Amnon
(A̱mnon) [Betrouwbaar; Getrouw; Langdurig].
1. In Hebron geboren eerstgeboren zoon van David bij Ahinoam, de Jizreëlitische. — 2Sa 3:2; 1Kr 3:1.
Amnon ontwikkelde zo’n hartstochtelijke begeerte naar de mooie Tamar, de zuster van Absalom, dat hij ziek werd van liefde. Op aanraden van zijn neef Jonadab deed hij alsof hij ziek was en vroeg koning David Tamar naar zijn privé-vertrekken te sturen om in zijn bijzijn het „brood der vertroosting” te bereiden. Hij greep die gelegenheid 2Sa 13:1-19.

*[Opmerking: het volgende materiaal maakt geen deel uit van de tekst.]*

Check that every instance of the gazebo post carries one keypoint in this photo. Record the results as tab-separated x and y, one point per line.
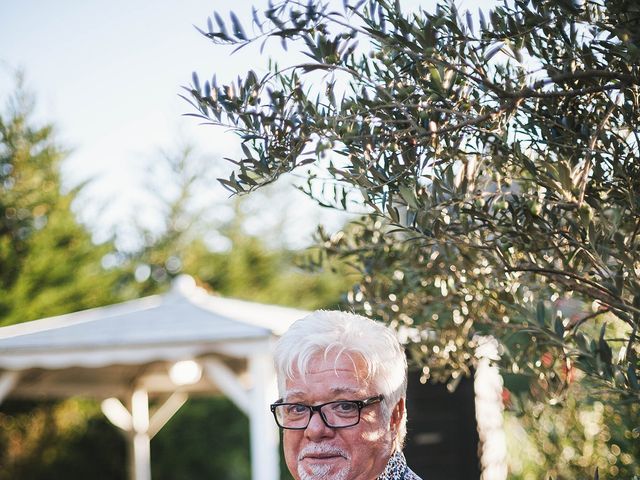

toen aan om zijn halfzuster, ondanks haar smeekbeden en haar pogingen om met hem te redeneren, te verkrachten. Zijn geval illustreert hoe buitengewoon zelfzuchtig erotische liefde kan zijn, want nadat hij zijn begeerte had bevredigd, liet hij Tamar op straat zetten, daar hij nu een afschuw van haar had. Waarschijnlijk voelde hij zich in haar bijzijn onrein. —Tamars volle broer Absalom koesterde om deze daad een haat jegens Amnon, en twee jaar later liet hij hem door zijn dienaren tijdens een schaapscheerdersfeest, toen Amnons „hart vrolijk gestemd [was] van de wijn”, vermoorden (2Sa 13:20-29). Aangezien Amnon als Davids oudste zoon kennelijk de troonopvolger was, kan Absalom zijn dood ook wenselijk hebben geacht als middel om zijn eigen kansen op het koningschap te verbeteren. Met deze gebeurtenis begon de profetie die Nathan na Davids wangedrag met de vrouw van Uria had geuit, in vervulling te gaan. — 2Sa 12:10; zie ABSALOM.
2. De eerste in de opsomming van de vier zonen van Simon uit de stam Juda. — 1Kr 4:1, 20.